For combiner support, Bagel can optionally take a set of combiner functions that convert messages to their combined form.
Example: PageRank with combiners
Aggregators perform a reduce across all vertices after each superstep, and provide the result to each vertex in the next superstep.
For aggregator support, Bagel can optionally take an aggregator function that reduces across each vertex.
Example
Here are the actions and types in the Bagel API. See Bagel.scala for details.
# Full form
Bagel.run(sc, vertices, messages, combiner, aggregator, partitioner, numSplits)(compute)
where compute takes (vertex: V, combinedMessages: Option[C], aggregated: Option[A], superstep: Int)
and returns (newVertex: V, outMessages: Array[M])
# Abbreviated forms
Bagel.run(sc, vertices, messages, combiner, partitioner, numSplits)(compute)
where compute takes (vertex: V, combinedMessages: Option[C], superstep: Int)
and returns (newVertex: V, outMessages: Array[M])
Bagel.run(sc, vertices, messages, combiner, numSplits)(compute)
where compute takes (vertex: V, combinedMessages: Option[C], superstep: Int)
and returns (newVertex: V, outMessages: Array[M])
Bagel.run(sc, vertices, messages, numSplits)(compute)
where compute takes (vertex: V, messages: Option[Array[M]], superstep: Int)

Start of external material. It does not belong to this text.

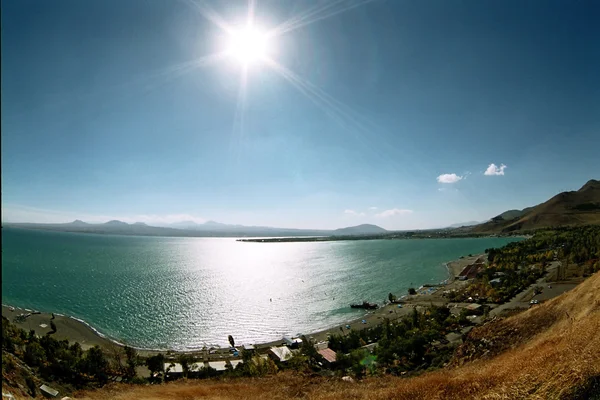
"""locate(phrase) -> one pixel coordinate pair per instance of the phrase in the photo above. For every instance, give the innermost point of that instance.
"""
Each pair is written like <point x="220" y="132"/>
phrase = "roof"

and returns (newVertex: V, outMessages: Array[M])
trait Combiner[M, C] {
def createCombiner(msg: M): C
def mergeMsg(combiner: C, msg: M): C
def mergeCombiners(a: C, b: C): C
}
trait Aggregator[V, A] {
def createAggregator(vert: V): A
def mergeAggregators(a: A, b: A): A
}
trait Vertex {
def active: Boolean
}
trait Message[K] {
def targetId: K
}
Two example jobs, PageRank and shortest path, are included in bagel/src/main/scala/spark/bagel/examples
. You can run them by passing the class name to the run
script included in Spark -- for example, ./run spark.bagel.examples.ShortestPath
. Each example program prints usage help when run without any arguments.